Partiendo de lo anterior, en el caso que nos ocupa, nos encontramos con que Luis Enrique sufrió lesiones que tardaron en sanar 125 días, estando hospitalizado 18 de ellos y siendo de naturaleza impeditiva 47 de los mismos. Como secuelas restaron pseudoartrosis mandibular, material de osteosíntesis, perdida de tres piezas dentales (número 42, 43 y 44) y cicatrices que suponen un perjuicio estético ligero.
Atendiendo a tales lesiones sufridas por el perjudicado, al periodo de curación de las mismas, a las secuelas que le restan, procede fijar la cuantía indemnizatoria por dichos conceptos en la cantidad de 17.802,12 euros, solicitada por la acusación particular. Cantidad que se considera proporcionada al supuesto que nos ocupa, por ajustarse al canon del justo resarcimiento en atención a los días de incapacidad para el desarrollo de sus actividades habituales, algunos de ellos de hospitalización, y el perjuicio estético consecuencia de las cicatrices y, en todo caso, no combatida por la defensa.
La cantidad indemnizatoria fijada devengarán el interés legal previsto en el artículo 576 de la LEC .
SÉPTIMO.- Cláusula de notificación.
Tal como dispone el artículo 109 LECrim -procesos comprendidos en el art. 57 CP - y artículo 4 de la Decisión Marco de la Unión Europea sobre el Estatuto de la Víctima en el proceso penal (Decisión Marco de 12.3.2001), la presente sentencia deberá ponerse en conocimiento de D. Luis Enrique .

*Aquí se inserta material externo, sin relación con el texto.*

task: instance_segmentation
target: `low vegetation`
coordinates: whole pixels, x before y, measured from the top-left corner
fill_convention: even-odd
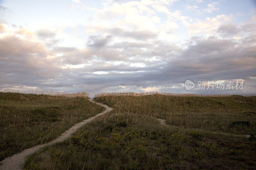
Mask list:
[[[89,101],[88,95],[0,92],[0,160],[50,141],[105,109]]]
[[[67,141],[28,157],[23,167],[255,169],[255,99],[98,94],[95,100],[115,110],[87,124]],[[157,118],[166,120],[167,125]]]

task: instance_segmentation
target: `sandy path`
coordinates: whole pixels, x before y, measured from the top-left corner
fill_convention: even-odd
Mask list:
[[[25,149],[19,153],[15,154],[12,156],[6,158],[0,162],[0,164],[1,164],[0,165],[2,165],[0,166],[0,170],[21,169],[22,164],[24,163],[25,159],[28,156],[38,150],[39,149],[46,146],[62,142],[67,139],[70,137],[71,135],[78,128],[82,127],[85,124],[91,122],[98,116],[110,112],[113,109],[112,108],[108,107],[107,105],[97,103],[90,99],[89,100],[93,103],[94,103],[104,107],[106,108],[106,110],[96,115],[93,117],[90,117],[89,119],[84,120],[83,122],[76,123],[61,134],[60,136],[58,137],[56,139],[50,142],[38,145],[32,148]]]

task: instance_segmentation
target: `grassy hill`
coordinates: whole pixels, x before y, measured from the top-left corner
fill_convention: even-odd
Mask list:
[[[24,167],[256,168],[256,97],[147,94],[96,95],[115,110],[30,156]]]
[[[57,94],[0,92],[0,160],[51,141],[105,109],[86,93]]]

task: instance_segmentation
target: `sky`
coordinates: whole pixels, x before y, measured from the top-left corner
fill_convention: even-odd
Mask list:
[[[0,0],[0,89],[255,94],[256,0]]]

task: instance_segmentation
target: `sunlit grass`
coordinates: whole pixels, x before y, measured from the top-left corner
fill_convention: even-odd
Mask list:
[[[31,155],[23,167],[256,168],[255,96],[113,93],[94,99],[115,109]],[[215,133],[223,131],[252,136]]]
[[[0,92],[0,160],[49,142],[104,109],[86,93],[17,92]]]

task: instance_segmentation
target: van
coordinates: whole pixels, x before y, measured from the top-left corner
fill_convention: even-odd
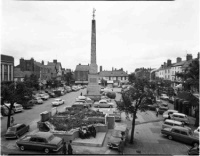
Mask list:
[[[172,120],[180,121],[183,124],[189,124],[189,119],[187,115],[182,114],[182,113],[173,113],[170,115]]]
[[[180,126],[180,127],[185,127],[191,130],[191,128],[184,126],[184,124],[180,121],[175,121],[175,120],[165,120],[163,125],[162,125],[162,129],[164,128],[171,128],[173,126]]]

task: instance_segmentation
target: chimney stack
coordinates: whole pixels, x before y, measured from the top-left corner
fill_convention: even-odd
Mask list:
[[[182,61],[182,58],[180,58],[180,57],[177,57],[176,58],[176,63],[179,63],[179,62],[181,62]]]
[[[57,60],[53,60],[53,63],[57,64]]]
[[[100,70],[100,72],[102,71],[102,66],[100,66],[100,69],[99,69],[99,70]]]
[[[167,67],[171,66],[172,61],[170,59],[167,60]]]
[[[192,54],[187,54],[186,60],[187,60],[187,61],[192,60]]]

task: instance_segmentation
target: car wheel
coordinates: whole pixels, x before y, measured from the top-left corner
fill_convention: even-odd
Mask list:
[[[199,144],[197,142],[194,142],[192,145],[193,145],[193,147],[198,147],[199,146]]]
[[[169,139],[169,140],[172,140],[173,138],[172,138],[172,136],[171,136],[171,135],[169,135],[169,136],[168,136],[168,139]]]
[[[48,153],[49,153],[49,149],[48,149],[48,148],[45,148],[45,149],[44,149],[44,152],[45,152],[46,154],[48,154]]]
[[[25,150],[24,146],[20,146],[19,148],[20,148],[21,151]]]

OCTAVO.- Costas procesales. Las costas de este proceso deben ser satisfechas por el procesado, por así disponerlo el artículo 123 del Código Penal y 240 de la Ley de Enjuiciamiento Criminal .
Fallo
Fallamos, en atención a lo expuesto:
Condenamos Don. Saturnino como autor de un delito de homicidio en grado de tentativa del artículo 138 del Código Penal , en relación con lo dispuesto en los artículos 16 y 62, ambos del CP , sin la concurrencia de circunstancias modificativas de la responsabilidad criminal, a la pena de CINCO AÑOS DE PRISIÓN e inhabilitación especial para el derecho de sufragio pasivo durante el tiempo de la condena, así como prohibición de comunicarse por cualquier medio, o de aproximarse una distancia no inferior a 500 metros a Luis Enrique por tiempo de 7 años.

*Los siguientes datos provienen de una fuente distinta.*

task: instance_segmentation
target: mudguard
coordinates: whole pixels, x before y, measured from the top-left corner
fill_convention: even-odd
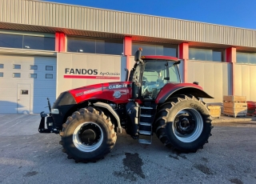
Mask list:
[[[168,83],[159,92],[155,102],[164,103],[170,97],[178,94],[191,94],[198,98],[214,98],[202,88],[192,83]]]

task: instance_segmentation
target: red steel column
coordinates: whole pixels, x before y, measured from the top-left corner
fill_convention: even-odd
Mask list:
[[[66,52],[66,34],[64,33],[59,34],[59,51]]]
[[[124,38],[124,55],[126,56],[126,68],[130,70],[130,57],[131,56],[132,39],[131,37]]]
[[[187,82],[187,60],[189,59],[189,43],[183,42],[178,45],[178,58],[183,59],[183,78]]]
[[[55,33],[55,51],[66,52],[66,34],[64,33]]]
[[[234,95],[234,82],[235,82],[235,63],[237,62],[237,49],[235,47],[230,47],[226,50],[226,62],[231,63],[231,75],[232,75],[232,95]]]
[[[55,33],[55,51],[59,52],[59,32]]]

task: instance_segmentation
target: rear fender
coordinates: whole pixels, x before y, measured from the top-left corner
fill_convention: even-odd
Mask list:
[[[167,93],[161,94],[156,98],[156,103],[164,103],[169,98],[178,94],[191,94],[198,98],[214,98],[202,90],[194,86],[179,86],[170,90]]]

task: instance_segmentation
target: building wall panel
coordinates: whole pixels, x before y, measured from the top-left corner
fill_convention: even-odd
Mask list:
[[[46,30],[46,27],[52,26],[62,30],[80,30],[256,47],[256,31],[253,30],[78,6],[0,0],[0,22],[42,26]]]
[[[256,101],[256,66],[235,64],[234,74],[234,94]]]
[[[204,102],[221,104],[223,95],[231,94],[230,63],[188,61],[187,66],[188,82],[198,82],[199,86],[214,98],[205,98]]]

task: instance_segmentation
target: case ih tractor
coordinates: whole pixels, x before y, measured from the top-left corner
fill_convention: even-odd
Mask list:
[[[122,128],[142,144],[150,144],[154,132],[178,152],[202,149],[213,126],[202,98],[212,97],[198,82],[181,83],[177,58],[141,54],[139,49],[125,82],[63,92],[52,108],[48,100],[50,113],[41,113],[39,132],[59,134],[63,152],[76,162],[103,158]]]

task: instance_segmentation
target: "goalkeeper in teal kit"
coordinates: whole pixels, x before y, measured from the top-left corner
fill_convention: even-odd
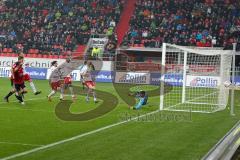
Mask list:
[[[135,94],[138,102],[137,104],[133,107],[134,110],[141,109],[142,106],[147,104],[148,101],[148,95],[146,94],[145,91],[140,91]]]

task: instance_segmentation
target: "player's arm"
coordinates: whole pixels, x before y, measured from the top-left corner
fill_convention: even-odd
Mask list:
[[[17,63],[16,66],[13,68],[13,72],[17,72],[20,67],[21,67],[21,64]]]
[[[10,73],[11,73],[11,79],[14,79],[14,72],[13,72],[13,68],[10,69]]]

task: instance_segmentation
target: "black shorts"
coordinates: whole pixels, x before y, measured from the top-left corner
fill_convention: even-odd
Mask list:
[[[12,80],[12,79],[10,79],[10,82],[11,82],[11,87],[13,87],[13,84],[14,84],[14,83],[13,83],[13,80]]]
[[[15,89],[16,89],[17,92],[22,90],[22,89],[24,89],[24,88],[25,88],[25,84],[24,83],[22,83],[22,84],[15,84]]]

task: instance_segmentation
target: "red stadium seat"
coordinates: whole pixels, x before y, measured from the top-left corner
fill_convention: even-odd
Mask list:
[[[3,48],[3,53],[7,53],[8,52],[8,48]]]
[[[43,58],[48,58],[48,55],[47,55],[47,54],[44,54],[44,55],[43,55]]]
[[[37,58],[42,58],[42,54],[37,54]]]

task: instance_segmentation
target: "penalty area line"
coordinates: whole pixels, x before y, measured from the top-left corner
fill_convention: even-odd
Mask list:
[[[74,141],[74,140],[77,140],[77,139],[80,139],[82,137],[86,137],[86,136],[89,136],[89,135],[93,135],[93,134],[101,132],[103,130],[106,130],[106,129],[109,129],[109,128],[112,128],[112,127],[115,127],[115,126],[119,126],[121,124],[125,124],[127,122],[137,120],[138,118],[145,117],[145,116],[157,113],[157,112],[159,112],[159,110],[141,115],[139,117],[132,118],[130,120],[125,120],[125,121],[122,121],[122,122],[114,123],[114,124],[111,124],[111,125],[108,125],[108,126],[105,126],[105,127],[102,127],[102,128],[90,131],[90,132],[79,134],[77,136],[67,138],[67,139],[64,139],[64,140],[61,140],[61,141],[58,141],[58,142],[54,142],[54,143],[50,143],[50,144],[47,144],[47,145],[44,145],[44,146],[41,146],[41,147],[37,147],[37,148],[31,149],[31,150],[28,150],[28,151],[25,151],[25,152],[17,153],[17,154],[2,158],[0,160],[9,160],[9,159],[17,158],[17,157],[26,156],[26,155],[29,155],[31,153],[35,153],[35,152],[38,152],[38,151],[41,151],[41,150],[49,149],[49,148],[55,147],[57,145],[64,144],[64,143],[67,143],[67,142],[71,142],[71,141]]]
[[[17,142],[1,142],[0,144],[10,144],[10,145],[21,145],[21,146],[33,146],[33,147],[41,147],[43,145],[39,144],[29,144],[29,143],[17,143]]]

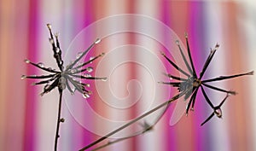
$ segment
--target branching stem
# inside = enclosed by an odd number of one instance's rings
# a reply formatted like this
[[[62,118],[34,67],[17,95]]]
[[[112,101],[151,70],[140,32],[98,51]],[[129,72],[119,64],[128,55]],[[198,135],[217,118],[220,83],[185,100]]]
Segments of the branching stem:
[[[84,151],[86,150],[91,147],[93,147],[94,145],[104,141],[105,139],[108,138],[109,136],[113,136],[113,134],[124,130],[125,128],[130,126],[131,125],[134,124],[135,122],[143,119],[144,117],[151,114],[152,113],[159,110],[160,108],[170,104],[171,102],[174,102],[175,100],[177,100],[178,98],[180,98],[181,96],[183,96],[184,94],[188,93],[189,91],[190,91],[191,89],[188,89],[181,93],[178,93],[177,95],[176,95],[175,96],[173,96],[172,99],[163,102],[162,104],[160,104],[159,106],[155,107],[154,108],[151,109],[150,111],[142,114],[141,116],[131,120],[130,122],[128,122],[127,124],[122,125],[121,127],[111,131],[110,133],[105,135],[104,136],[102,136],[101,138],[99,138],[98,140],[91,142],[90,144],[87,145],[86,147],[83,148],[82,149],[80,149],[79,151]]]
[[[55,151],[57,151],[58,147],[58,138],[60,137],[59,131],[60,131],[60,124],[61,124],[61,102],[62,102],[62,90],[59,90],[60,92],[60,100],[59,100],[59,110],[58,110],[58,119],[57,119],[57,128],[55,134]]]

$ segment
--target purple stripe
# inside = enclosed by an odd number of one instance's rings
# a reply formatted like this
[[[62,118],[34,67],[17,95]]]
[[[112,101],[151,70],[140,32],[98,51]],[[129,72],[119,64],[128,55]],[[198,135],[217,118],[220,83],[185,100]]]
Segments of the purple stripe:
[[[28,33],[28,50],[27,57],[36,61],[37,55],[37,38],[38,38],[38,2],[30,1],[29,3],[29,33]],[[36,73],[37,69],[35,67],[27,67],[27,74]],[[24,134],[24,149],[26,151],[35,150],[35,122],[36,121],[36,95],[37,90],[35,87],[31,86],[30,81],[26,82],[26,113],[25,113],[25,134]]]

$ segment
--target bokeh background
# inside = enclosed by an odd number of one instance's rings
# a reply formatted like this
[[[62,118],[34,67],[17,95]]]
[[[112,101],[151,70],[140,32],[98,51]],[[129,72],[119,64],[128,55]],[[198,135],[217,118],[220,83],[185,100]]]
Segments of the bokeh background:
[[[43,86],[32,86],[32,80],[20,79],[22,74],[42,73],[26,65],[26,58],[44,62],[49,67],[55,66],[45,26],[49,22],[53,25],[54,31],[61,32],[65,54],[76,35],[98,20],[121,14],[144,15],[166,24],[183,42],[184,32],[189,33],[197,72],[200,72],[210,48],[218,43],[220,48],[207,73],[209,78],[256,70],[256,4],[253,0],[1,0],[0,3],[0,150],[3,151],[53,150],[58,92],[55,90],[40,96],[38,94]],[[90,36],[95,37],[88,35]],[[126,40],[129,41],[127,44],[136,41],[131,35]],[[103,48],[108,48],[108,44]],[[108,52],[108,49],[104,51]],[[101,50],[92,55],[99,52]],[[132,53],[131,56],[145,60],[139,53]],[[96,64],[97,61],[93,66],[96,67]],[[125,73],[116,76],[125,75],[125,78],[122,77],[125,82],[141,79],[132,65],[123,67],[125,70],[120,71]],[[147,86],[147,82],[141,84]],[[255,84],[254,76],[217,84],[238,92],[224,105],[223,119],[214,117],[203,127],[200,126],[212,111],[205,103],[201,103],[204,101],[199,96],[195,111],[187,118],[183,117],[177,125],[169,125],[172,109],[175,107],[172,106],[152,131],[102,150],[256,150]],[[95,88],[90,89],[94,91]],[[113,88],[116,90],[123,89],[122,95],[125,96],[125,84]],[[143,91],[143,96],[147,96],[146,92]],[[94,93],[98,92],[95,90]],[[212,101],[217,100],[216,104],[225,96],[208,93]],[[143,98],[146,97],[141,100]],[[75,99],[72,101],[76,103]],[[100,101],[101,98],[96,96],[88,99],[96,112],[115,114],[112,110],[104,110],[98,104]],[[62,116],[66,122],[61,127],[59,150],[79,150],[99,138],[75,119],[67,103],[63,104]],[[108,126],[86,114],[81,116],[95,127]],[[131,117],[133,116],[131,113]]]

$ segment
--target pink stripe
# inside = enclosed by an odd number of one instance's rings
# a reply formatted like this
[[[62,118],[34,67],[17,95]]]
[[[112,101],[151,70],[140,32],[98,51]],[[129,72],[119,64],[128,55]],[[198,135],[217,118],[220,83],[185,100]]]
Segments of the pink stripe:
[[[30,1],[29,8],[29,33],[28,33],[28,52],[27,58],[32,61],[37,61],[37,49],[38,49],[38,2]],[[27,74],[32,74],[38,73],[38,69],[32,67],[27,67]],[[27,80],[26,84],[26,113],[25,113],[25,133],[24,133],[24,149],[26,151],[33,151],[36,142],[36,118],[35,114],[37,110],[37,100],[36,96],[37,90],[31,85],[31,82]]]

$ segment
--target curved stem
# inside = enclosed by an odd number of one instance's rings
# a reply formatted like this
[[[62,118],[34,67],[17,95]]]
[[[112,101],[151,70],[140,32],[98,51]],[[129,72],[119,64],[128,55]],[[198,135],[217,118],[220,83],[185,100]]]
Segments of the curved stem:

Condenamos Don. Saturnino como autor de un delito de tenencia ilícita de armas de fuego, del artículo 564.1.1º CP , sin la concurrencia de circunstancias modificativas de la responsabilidad criminal, a la pena de SEIS MESES DE PRISIÓN e inhabilitación para el derecho de sufragio pasivo durante el tiempo de la condena.
En materia de responsabilidad civil, condenamos Don. Saturnino a que indemnice a Luis Enrique en la cantidad total de 17.802,82 euros por los días de curación de las lesiones sufridas y secuelas existentes. Dicha cantidad devengará los intereses legales previstos en el artículo 576 de la Ley de Enjuiciamiento Civil .
Condenamos a Saturnino al pago de las costas procesales.
Para el cumplimiento de las penas impuestas se le abonará al condenado el tiempo que hubiera estado privado de libertad por esta causa.
Notifíquese esta resolución a las partes así como al perjudicado Don. Luis Enrique .
Así por esta nuestra Sentencia, contra la que cabe interponer recurso de casación para ante la Sala 2ª del Tribunal Supremo en el plazo de 5 días desde su notificación, lo pronunciamos, mandamos y firmamos.